Um acordo de coalizão relacionado, embora discreto, envolve a revogação da desqualificação de possíveis membros do Knesset anteriormente acusados ou condenados por incitação à violência e ao ódio. Este movimento foi orquestrado por Ben Gvir, aparentemente para permitir que seus antigos companheiros kahanistas [que afirmam compartilhar a ideologia do rabino Meir Kahane] – Michael Ben-Ari, Baruch Marzel e Bentzi Gopstein – tentassem mais uma vez entrar no Knesset. Ao mesmo tempo, Ben Gvir deixou claro que seu partido usaria a lei para tentar impedir a entrada de políticos palestinos no Knesset.

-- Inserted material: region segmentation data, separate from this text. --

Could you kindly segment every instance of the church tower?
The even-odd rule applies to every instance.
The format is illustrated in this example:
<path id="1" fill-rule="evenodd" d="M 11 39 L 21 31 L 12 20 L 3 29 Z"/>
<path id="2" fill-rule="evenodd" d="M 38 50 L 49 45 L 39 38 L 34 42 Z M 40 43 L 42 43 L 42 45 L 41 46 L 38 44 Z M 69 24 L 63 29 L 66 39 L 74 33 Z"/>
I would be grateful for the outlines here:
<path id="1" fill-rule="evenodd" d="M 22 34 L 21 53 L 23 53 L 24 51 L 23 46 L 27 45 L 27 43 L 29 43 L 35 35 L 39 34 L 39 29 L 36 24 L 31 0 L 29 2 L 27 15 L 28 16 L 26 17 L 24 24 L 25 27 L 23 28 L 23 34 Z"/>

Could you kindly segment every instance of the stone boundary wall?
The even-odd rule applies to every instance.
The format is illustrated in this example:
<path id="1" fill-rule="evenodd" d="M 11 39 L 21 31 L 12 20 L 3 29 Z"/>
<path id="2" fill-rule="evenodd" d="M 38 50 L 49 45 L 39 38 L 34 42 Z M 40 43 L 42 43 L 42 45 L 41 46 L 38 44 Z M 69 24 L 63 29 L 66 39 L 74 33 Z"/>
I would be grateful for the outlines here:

Em outro sinal do enfraquecimento do poder da Suprema Corte, o acordo de coalizão entre o Likud e o Partido Religioso Sionista relança as tentativas anteriores de deter indefinidamente os requerentes de asilo nos campos, com a proposta de uma nova Lei Básica baseada na legislação que o tribunal anulou no passado.

O Likud e Otzma Yehudit também concordaram em aprovar, durante o próximo ano, um projeto de lei que instituirá a pena de morte para “terroristas” (palestinos).

Repressão da sociedade civil

Mesmo antes da nova coalizão ter sido empossada, o tratamento já repressivo do Estado israelense para com ativistas, jornalistas e grupos da sociedade civil foi ainda mais exacerbado. Nas últimas semanas, os soldados agrediram ativistas de esquerda na Cisjordânia enquanto saudavam o papel de Ben Gvir em sua missão. Um jornalista foi preso por provocação depois de felicitar um palestino da Cisjordânia por tentar atacar as forças de segurança israelenses ao invés de civis. E um deputado do Likud pediu a “prisão” do chefe da Breaking the Silence [uma organização de soldados e veteranos israelenses que denuncia as ações do exército], Avner Gvaryahu.

A nova coalizão parece destinada a criminalizar ainda mais, perseguir e obstruir os atores dos direitos humanos e civis e os jornalistas de ambos os lados da Linha Verde. Smotrich apelou para a contínua perseguição de grupos de direitos humanos “por razões legais e de segurança”, descrevendo-os como uma “ameaça existencial ao Estado de Israel”, e os planos estão em andamento para tributar as doações de governos estrangeiros a ONGs de esquerda. Uma iniciativa de um ano para criminalizar a filmagem de soldados israelenses no cumprimento do dever está sendo ressuscitada, enquanto o Likud está reavivando ameaças de fechar a seção de notícias da emissora pública de Israel, que Netanyahu já julgou muito à esquerda.